GLM and Spatial Extent

One of the key advantages of the Geostationary Lightning Mapper (GLM) is the ability to observe the spatial extent of lightning.  The example here shows a 1 minute accumulation of the GLM event density over Louisianna and the Gulf of Mexico.  As an aside, a GLM event is any light detected by the GLM in a 2 ms time frame.  The GLM event density is compared with the corresponding radar reflectivity and the corresponding National Lightning Detection Network (NLDN) cloud-to-ground flash density, also at 8 km.  Unlike the GLM, the NLDN identifies the location that a flash goes to ground.  (For this example, the data were accumulated into an 8 km grid that masks this NLDN capability.)  The GLM in this example shows that the total lightning is extending well beyond the locations where flashes are coming to ground into the stratiform region.  Additionally, in the southwestern portion of this example, the GLM is showing intra-cloud lightning over the Gulf of Mexico where there are no cloud-to-ground observations.


GLM 8 km, 1 minute event density accumulation (left) with the corresponding radar reflectivity and 8 km, 1 minute NLDN cloud-to-ground density (right).

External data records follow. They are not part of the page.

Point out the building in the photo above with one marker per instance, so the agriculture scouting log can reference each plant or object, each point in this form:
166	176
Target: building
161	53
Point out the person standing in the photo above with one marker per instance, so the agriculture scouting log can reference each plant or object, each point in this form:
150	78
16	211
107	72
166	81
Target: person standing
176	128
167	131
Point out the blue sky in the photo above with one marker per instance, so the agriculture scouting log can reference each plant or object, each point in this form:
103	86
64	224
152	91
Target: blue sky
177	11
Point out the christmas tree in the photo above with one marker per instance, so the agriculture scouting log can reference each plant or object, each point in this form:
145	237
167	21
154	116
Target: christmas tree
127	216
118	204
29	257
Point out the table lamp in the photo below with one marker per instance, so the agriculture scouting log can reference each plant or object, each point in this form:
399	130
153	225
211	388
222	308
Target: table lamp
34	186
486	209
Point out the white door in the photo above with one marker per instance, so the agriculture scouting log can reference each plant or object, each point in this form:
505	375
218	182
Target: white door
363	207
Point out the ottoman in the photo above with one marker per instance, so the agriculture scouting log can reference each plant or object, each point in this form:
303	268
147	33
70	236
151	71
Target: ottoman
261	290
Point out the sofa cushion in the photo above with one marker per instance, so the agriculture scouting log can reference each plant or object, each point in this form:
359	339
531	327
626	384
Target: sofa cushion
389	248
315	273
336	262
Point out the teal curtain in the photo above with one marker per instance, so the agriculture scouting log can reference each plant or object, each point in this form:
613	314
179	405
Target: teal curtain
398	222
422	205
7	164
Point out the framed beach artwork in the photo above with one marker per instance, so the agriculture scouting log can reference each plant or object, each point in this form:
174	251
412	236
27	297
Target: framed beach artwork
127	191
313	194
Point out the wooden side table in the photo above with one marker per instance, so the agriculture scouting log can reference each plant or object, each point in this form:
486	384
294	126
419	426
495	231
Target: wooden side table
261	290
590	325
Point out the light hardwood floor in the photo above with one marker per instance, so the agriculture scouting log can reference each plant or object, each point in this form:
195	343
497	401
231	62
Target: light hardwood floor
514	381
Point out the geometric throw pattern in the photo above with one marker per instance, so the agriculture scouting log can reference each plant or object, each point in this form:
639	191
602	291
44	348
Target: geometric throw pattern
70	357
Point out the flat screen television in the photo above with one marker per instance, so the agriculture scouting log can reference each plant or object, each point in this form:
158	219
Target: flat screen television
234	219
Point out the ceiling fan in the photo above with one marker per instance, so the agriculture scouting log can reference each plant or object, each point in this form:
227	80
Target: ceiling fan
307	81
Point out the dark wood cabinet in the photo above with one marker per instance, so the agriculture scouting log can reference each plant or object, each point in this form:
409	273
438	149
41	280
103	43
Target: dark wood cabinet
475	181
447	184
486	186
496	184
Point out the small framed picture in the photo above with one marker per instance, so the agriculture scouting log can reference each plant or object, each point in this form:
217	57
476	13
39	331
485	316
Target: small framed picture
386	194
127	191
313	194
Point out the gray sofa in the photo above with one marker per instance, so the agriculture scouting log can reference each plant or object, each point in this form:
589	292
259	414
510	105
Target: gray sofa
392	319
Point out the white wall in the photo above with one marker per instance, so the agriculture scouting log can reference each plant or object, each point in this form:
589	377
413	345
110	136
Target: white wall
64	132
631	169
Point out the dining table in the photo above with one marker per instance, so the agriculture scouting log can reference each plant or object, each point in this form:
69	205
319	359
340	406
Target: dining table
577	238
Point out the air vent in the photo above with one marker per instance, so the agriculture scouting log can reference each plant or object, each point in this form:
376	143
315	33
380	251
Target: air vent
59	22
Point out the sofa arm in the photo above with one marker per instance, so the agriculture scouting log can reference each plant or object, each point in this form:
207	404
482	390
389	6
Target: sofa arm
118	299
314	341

NOTE:  NOAA’s GOES-16 satellite has not been declared operational and its data are preliminary and undergoing testing. Users receiving these data through any dissemination means  (including, but not limited to, PDA and GRB) assume all risk related to their use of GOES-16 data and NOAA disclaims any and all warranties, whether express or implied, including (without limitation) any implied warranties of merchantability or fitness for a particular purpose.